Obituary: Doreen Leighton Ward, dancer and Scotsman legend
Doreen Leighton Ward. Born: 15 October 1931 in Leith. Died: 11 October 2020 in Edinburgh, aged 88
In the days when theatres survived and played to full houses, Doreen Leighton Ward was a young dancer with a well-known troupe called The Calder Girls.
Her career as a dancer lasted from 1946 to 1952, during which time she appeared at the Gaiety in Leith, the Empire in Edinburgh – now known as The Festival Theatre – and the Kings in Glasgow, following the usual career route of panto followed by summer seasons, working with popular comedians such as Lex McLean.
These were happy times for dancers apart from the fact that there was a certain reticence among some theatre managements to pay decent wages.
One Glasgow comedian actually expected his dancers to work for the two-week rehearsal period without wages.He was not alone.

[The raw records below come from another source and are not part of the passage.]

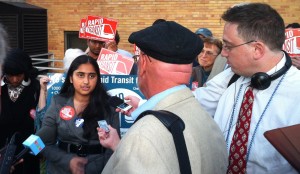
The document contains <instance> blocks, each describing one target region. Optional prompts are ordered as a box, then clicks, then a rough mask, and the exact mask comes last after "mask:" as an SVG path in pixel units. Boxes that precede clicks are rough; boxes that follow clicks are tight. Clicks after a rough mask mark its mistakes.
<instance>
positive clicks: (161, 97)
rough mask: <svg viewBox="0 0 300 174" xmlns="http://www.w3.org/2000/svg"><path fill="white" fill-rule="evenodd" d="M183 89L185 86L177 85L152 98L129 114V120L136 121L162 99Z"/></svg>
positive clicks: (151, 108)
mask: <svg viewBox="0 0 300 174" xmlns="http://www.w3.org/2000/svg"><path fill="white" fill-rule="evenodd" d="M184 88H186V85H179V86H175V87H172V88H170V89H167V90H165V91H163V92H160V93H158V94H156V95H154V96H152V97H151V98H150V99H149V100H148V101H146V102H145V103H144V104H142V105H141V106H139V107H138V108H137V109H136V110H134V111H133V112H132V113H131V118H132V119H133V120H136V119H137V117H138V116H139V115H140V114H141V113H142V112H144V111H146V110H151V109H153V108H154V107H155V106H156V105H157V103H158V102H160V101H161V100H162V99H164V98H165V97H166V96H168V95H169V94H171V93H174V92H176V91H179V90H181V89H184Z"/></svg>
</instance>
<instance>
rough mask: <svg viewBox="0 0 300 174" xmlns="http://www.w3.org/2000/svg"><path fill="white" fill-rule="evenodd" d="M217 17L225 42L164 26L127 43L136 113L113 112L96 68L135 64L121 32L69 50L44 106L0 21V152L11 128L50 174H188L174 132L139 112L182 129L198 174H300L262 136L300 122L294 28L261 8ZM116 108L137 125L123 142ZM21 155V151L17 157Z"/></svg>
mask: <svg viewBox="0 0 300 174" xmlns="http://www.w3.org/2000/svg"><path fill="white" fill-rule="evenodd" d="M221 18H222V20H223V21H224V22H225V24H224V29H223V36H222V39H218V38H216V37H213V33H212V32H211V31H210V30H209V29H207V28H199V29H198V30H197V31H196V32H192V31H190V30H189V29H188V28H186V27H184V26H182V25H180V24H178V23H176V22H174V21H167V20H164V19H158V20H156V21H155V22H154V23H153V24H152V25H151V26H149V27H147V28H145V29H142V30H140V31H136V32H133V33H132V34H131V35H130V36H129V38H128V41H129V42H130V43H131V44H135V45H136V46H137V47H138V48H139V49H140V50H141V51H140V54H139V55H135V56H134V57H135V60H136V64H135V71H134V72H133V74H136V75H137V77H138V86H139V89H140V91H141V92H142V93H143V95H144V96H145V97H146V99H147V101H143V102H142V101H140V100H139V99H138V98H136V97H133V96H126V97H125V99H127V100H128V104H130V105H131V106H132V108H131V109H130V110H129V111H122V110H120V109H115V108H113V107H112V106H110V105H109V99H110V97H111V96H110V95H109V94H108V93H107V91H106V90H105V88H104V86H103V84H102V83H101V80H100V78H101V74H100V70H99V66H98V64H97V62H96V59H97V58H98V56H99V53H100V51H101V49H102V48H107V49H110V50H112V51H114V52H118V53H120V54H123V55H125V56H128V57H133V55H132V54H131V53H129V52H127V51H125V50H121V49H119V48H118V43H119V41H120V36H119V34H118V33H116V37H115V41H111V42H107V43H105V42H104V41H99V40H91V39H88V40H87V46H88V49H87V50H86V51H85V52H83V51H81V50H78V49H70V50H67V51H66V53H65V58H64V67H65V77H66V79H65V82H64V83H63V86H62V88H61V91H60V93H59V94H58V95H56V96H53V97H52V99H51V103H47V102H46V97H47V87H46V85H47V83H48V82H49V81H50V79H49V78H48V77H46V76H42V77H41V78H40V79H39V81H38V80H37V78H36V77H37V75H38V72H37V69H36V68H34V67H33V65H32V62H31V59H30V57H29V56H28V55H27V54H26V53H25V52H24V51H23V50H21V49H18V48H11V49H8V46H7V44H6V42H5V41H6V39H7V38H6V33H5V31H4V30H3V28H2V26H1V25H0V64H1V65H2V64H3V66H0V68H1V71H0V74H1V77H2V78H1V88H2V89H1V101H0V102H1V103H0V104H1V108H0V110H1V115H0V129H1V130H0V148H2V147H4V146H5V145H6V144H7V142H8V141H9V139H10V138H11V137H12V136H13V134H14V133H15V132H19V133H20V134H21V136H20V140H19V141H20V142H22V141H24V140H25V139H26V138H27V137H28V136H29V135H30V134H37V135H39V136H40V137H41V138H42V140H43V141H44V143H45V145H46V147H45V149H44V150H43V151H42V154H41V156H43V157H44V158H45V159H46V168H47V173H50V174H56V173H57V174H64V173H66V174H67V173H72V174H83V173H87V174H94V173H181V167H182V166H181V164H180V163H179V160H178V156H177V155H176V154H178V153H179V152H178V150H177V148H178V147H177V144H176V143H174V140H173V138H174V137H172V134H171V133H170V131H169V130H168V129H167V128H166V127H165V126H164V124H163V123H161V122H160V121H159V120H158V119H157V118H156V117H154V116H153V115H152V114H146V115H143V116H144V117H141V116H140V115H141V113H144V112H145V111H147V110H165V111H169V112H172V113H174V114H176V115H177V116H178V117H179V119H180V120H182V121H183V123H184V126H183V129H184V130H183V136H184V140H185V144H186V149H187V154H188V158H189V165H188V168H189V169H190V171H191V173H228V174H235V173H297V172H299V170H298V171H297V170H296V169H295V168H294V167H292V166H291V165H290V164H289V162H288V161H287V160H286V159H285V158H284V157H283V156H282V155H281V154H280V153H279V152H278V151H277V150H276V149H275V148H274V147H273V146H272V145H271V144H270V142H268V140H267V139H266V138H265V137H264V132H266V131H268V130H272V129H275V128H279V127H286V126H290V125H295V124H300V117H299V116H298V114H300V109H299V108H298V107H295V105H296V104H295V98H297V96H298V95H299V92H298V89H299V88H300V81H299V79H300V71H299V70H298V69H299V68H300V63H299V62H300V61H299V60H300V57H297V56H296V57H290V56H289V54H287V53H286V52H285V51H283V50H282V45H283V43H284V41H285V29H288V28H300V26H299V24H298V23H293V24H289V25H287V26H285V23H284V20H283V18H282V17H281V16H280V14H279V13H278V12H277V11H276V10H275V9H274V8H272V7H271V6H269V5H268V4H264V3H243V4H237V5H235V6H232V7H230V8H228V10H226V11H225V12H224V13H223V14H222V17H221ZM221 40H222V41H221ZM191 82H195V83H197V88H196V89H195V90H194V91H192V90H191V89H189V88H188V87H187V85H189V84H190V83H191ZM299 97H300V96H299ZM118 112H122V113H124V114H126V115H128V116H131V117H132V118H133V119H134V120H136V121H135V123H134V124H133V125H132V126H131V127H130V129H129V130H128V132H127V133H126V134H125V135H124V136H123V137H122V139H121V137H120V125H119V116H118V115H119V113H118ZM99 120H106V121H107V123H108V124H109V126H108V130H105V129H103V128H99V126H98V123H97V122H98V121H99ZM21 150H22V145H21V144H20V145H19V146H18V148H17V150H16V152H19V151H21ZM181 153H183V152H181ZM0 155H1V154H0ZM0 158H1V156H0ZM39 159H40V156H32V155H30V154H26V155H25V156H24V158H23V159H22V161H21V162H20V161H19V162H18V163H17V164H13V165H12V167H11V173H20V174H25V173H33V174H39V172H40V168H39ZM0 161H1V160H0ZM0 165H1V164H0Z"/></svg>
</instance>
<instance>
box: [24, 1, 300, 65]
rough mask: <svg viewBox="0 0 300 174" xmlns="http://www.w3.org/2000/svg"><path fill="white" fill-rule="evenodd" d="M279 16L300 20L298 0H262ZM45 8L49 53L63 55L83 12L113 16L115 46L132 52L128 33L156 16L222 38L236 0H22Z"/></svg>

Doreen Leighton Ward was up in arms about this state of affairs and took it upon herself to liaise with Equity to ensure this matter was addressed. Actor Duncan Macrae lent his support and the campaign was a success.
A photograph of Macrae later appeared in the Edinburgh Evening News and included a woman who was not identified at the time.
This turned out to be Doreen Leighton Ward.
Deciding to add some adventure to her life, Doreen and a friend emigrated to America, sailing on the RMS Queen Mary.
When they arrived she went to stay with a member of her family in Illinois, spending time in various jobs before returning to Scotland, where she went to the Plaza Ballroom for a night at the dancing and met her future husband, Robert (Bob) Ward, with whom she was to have two beautiful daughters, Melanie and Angela.
However, life was not about to stand still for Doreen Leighton Ward. After a stint in retail at Patrick Thomson’s, the long-gone popular Edinburgh department store, Doreen took a job across the road at The Scotsman.
She was there from 1960 to 1966, when the newspaper 's circulation almost topped 100,000 and the editor was the great Alastair M Dunnett.
Doreen's daily uniform of tomato-red jersey wool two-piece suited her mass of blonde curls, blue eyes and dancer's figure.
Her job was training and running what was called “the tele ad” department, which was tucked away in a corner of the front office of the newspaper’s imposing North Bridge offices – today the Scotsman Hotel.
Only well-spoken young ladies were accepted to work here and Doreen Leighton Ward gained a reputation as the best tele ad trainer yet seen. Her team adored her, although she never shared the fact that she had been on the stage, She epitomised professionalism.
And she was responsible to employing yours truly, training me in telephone selling and dealing with a variety of customers selling used cars and advertising births , marriages and deaths and, quite simply, people.
After her family came along, and once time allowed, Doreen became one of the Ladies of the Court at Dalhousie Castle, which held successful medieval parties as guests quaffed mead served by pretty costumed wenches and the beautiful ladies of the Court sang to entertain them.
Still not content to grow old gracefully, Doreen returned to dance classes and drama classes at the Theatre School in Stockbridge, Edinburgh, becoming a client at the famous Pat Lovat entertainment agency from whence she graduated to extra work in the popular TV series of the day, such as Taggart, while in Take the High Road she played Mrs McPhee.
In 1991 she achieved great success as the Duchess in An Ideal Husband at the Royal Lyceum Theatre and appearances in STV's popular Hogmanay shows followed.
Coincidentally, it was back at the Festival Theatre that she became involved with a programme called An audience with… which involved former theatre dancers getting together and putting their tap shoes back on.
A special TV programme captured the event and viewers could see the mature ladies still dancing their hearts out – within acceptable limits.
Doreen was able to add yet another credit to her theatre life when she was asked to recreate a dance routine she had designed called Mood Indigo and she was thrilled when the project came to fruition with a young team. She was also invited to be a part of the Leith Festival in 2018 at their Hidden Door Festival and did some choreography work for The Last Post at the Edinburgh Festival Fringe in 2017.
During the time of the Festival Theatre initiative, rehearsal facilities became scarce, meaning the mature dancers had nowhere to go. This did not daunt Doreen. She somehow managed to locate and borrow essential tap mats so that tap shoes could be utilised.
She then then invited her students to continue their classes at her Edinburgh home, placing the mats on her immaculate kitchen floor.
These students she renamed The Kitchenettes; once again Doreen Leighton Ward had found a recipe for success with a brilliant idea.
It was just another facet in the life of a much-loved, popular Edinburgh lady of talent for whom entertainment was a very happy way of life, both in the theatre and, for a brief spell, at The Scotsman.
Doreen was pre-deceased by husband Robert and is survived by her daughters Melanie, who became a solicitor, and Angela, a child carer.